Levinson wrote all of the musical arrangements, as well as collaborating with Stacey Weingarten on additional story, for the world premiere of LUDO's Broken Bride at NYMF, based on the band's concept album of the same name. The show had been previously developed as part of Ars Nova's ANTFest, as well as in a staged concert at The Cutting Room.

After years of only writing, Levinson began acting in 2017 with her first professional lead role, Grace, in the world premiere of the play Ballast by Georgette Kelly at Diversionary Theater in San Diego. This was soon followed by her role as Hazel, a trans lesbian political activist and girlfriend of Casey (played by Margaret Qualley), in the film Adam, directed by Rhys Ernst, and produced by Howard Gertler and James Schamus.

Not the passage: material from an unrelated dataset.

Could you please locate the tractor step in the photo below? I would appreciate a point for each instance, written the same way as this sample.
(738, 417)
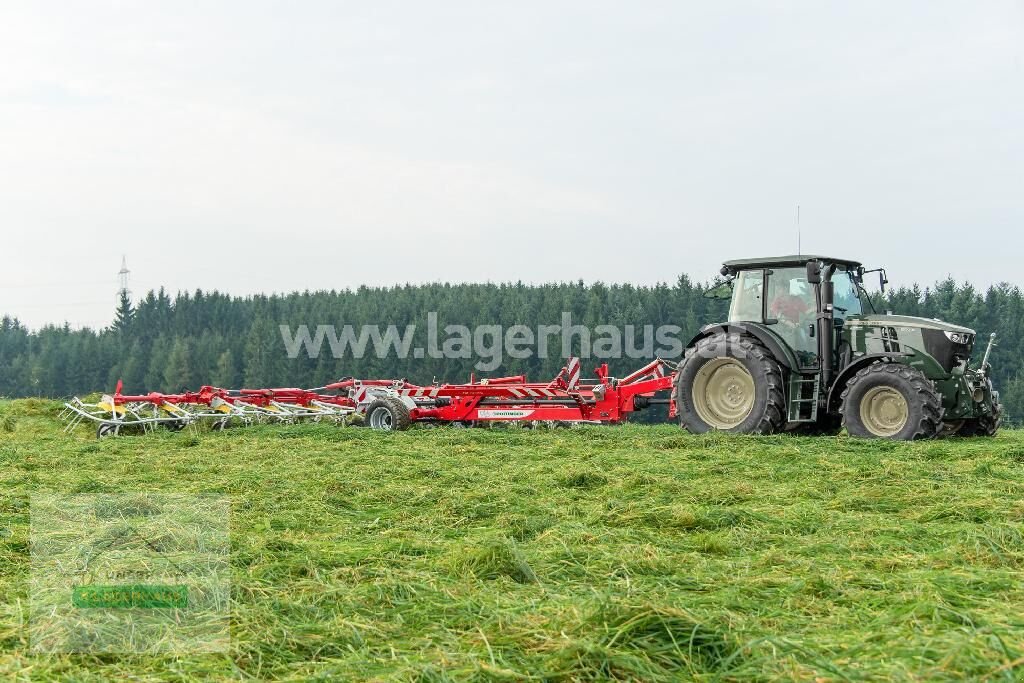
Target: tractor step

Soon after, she landed the role of Toni Rykener, a trans woman demigoddess and protector of queer love, in the series American Gods on Starz. The episode garnered a Directors Guild of Canada Award for its director, Tim Southam. About the role, Levinson said:There is something radical about a queer character being granted eternal life when the world does all it can to make sure we don't live on at all. To LGBTQ fans of American Gods, I love you and you too are sacred.Levinson also appeared alongside Rob Reiner, Audra McDonald, Lorraine Toussaint, and Delroy Lindo in The Good Fight as Sadie Lipton, a trans woman swimmer who is attempting to qualify for the Olympics as well as the short films November 9, and The Dress You Have On, which premiered at OutFest in 2018. Levinson's writing efforts have also refocused toward film and television, and she has worked in developmental writer's rooms, most recently for ViacomCBS.

== Personal life ==
Levinson is a non-binary trans femme person and uses she and they pronouns.

Levinson is a big fan of the Harry Potter franchise. When its author, JK Rowling, posted a series of transphobic statements online, Levinson wrote an open letter to her which was published on The Huffington Post. This letter landed Levinson on season 5, episode 16 of the podcast Dan Fogler's 4D Experience, hosted by Dan Fogler who plays Jacob Kowalski in the Fantastic Beasts franchise. There, she discussed her experience with the Harry Potter series, as well as how Rowling's words were providing fodder for transphobic legislation that puts trans people's lives at risk.